Diese Arbeitsweise ist eine logische Folgerung aus Goebbels’ künstlerischem Ansatz und somit ein integraler, nicht weg zu denkender Bestandteil seiner Arbeit. Zum einen gewährleistet sie die betonte Autonomie der verschiedenen Gestaltungsebenen, bei der die Elemente zuerst ihren Eigenwert, und erst dann ihre Funktion im Zusammenhang entfalten; zum anderen bringt er so „die Erforschung des ‚Zwischen’ im postdramatischen Theater exemplarisch zum Ausdruck: es geht um die Interaktion der Performer [...]; um das Zwischen als ein gegenseitiges Reagieren der unterschiedlichen Darstellungsweisen.“ (Lehmann: 203)

Dieser hier von Lehmann als ‚zwischen’ unterschiedlichen Medien befindliche Bereich wird mit dem Begriff der Intermedialität beschrieben – „to define works which fall conceptionally between media that are already known“ (Higgins: 52). Intermedialität wird verstanden als eine Integration von ästhetischen Konzepten einzelner Medien in einen neuen medialen Kontext; in ein konzeptionelles Miteinander, „dessen (ästhetische) Brechungen und Verwerfungen neue Dimensionen des Erlebens und Erfahrens eröffnen“ (Spielmann 1994: 111). Dabei muss Intermedialität deutlich vom Konzept der Multimedialität – auch als ‚mixed media’ bezeichnet – unterschieden werden.
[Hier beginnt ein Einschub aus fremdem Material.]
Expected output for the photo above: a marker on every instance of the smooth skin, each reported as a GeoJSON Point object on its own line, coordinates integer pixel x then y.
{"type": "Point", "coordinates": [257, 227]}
In multimedialen Konzepten wie dem Gesamtkunstwerk oder der Oper geht es eher um Addition der unterschiedlichen Darstellungsweisen, eine in sich geschlossene Ganzheit, wobei es bei der Intermedialität wie auch bei Heiner Goebbels um die Behauptung der Einzelkünste „in der wechselseitig sich ablösenden, in einem kontinuierlichen Schwebezustand gehaltenen Präsenz“ (Goebbels 1997: 136) geht. So können sich die Verhältnisse und Spannungen der Disziplinen ständig ändern, ihre Positionen wechseln und sich austauschen; z.B. kann die Bewegung eines Akteurs autonom gegenüber dessen Text sein, während die Musik noch die vorangegangene Szene klanglich weitererzählt.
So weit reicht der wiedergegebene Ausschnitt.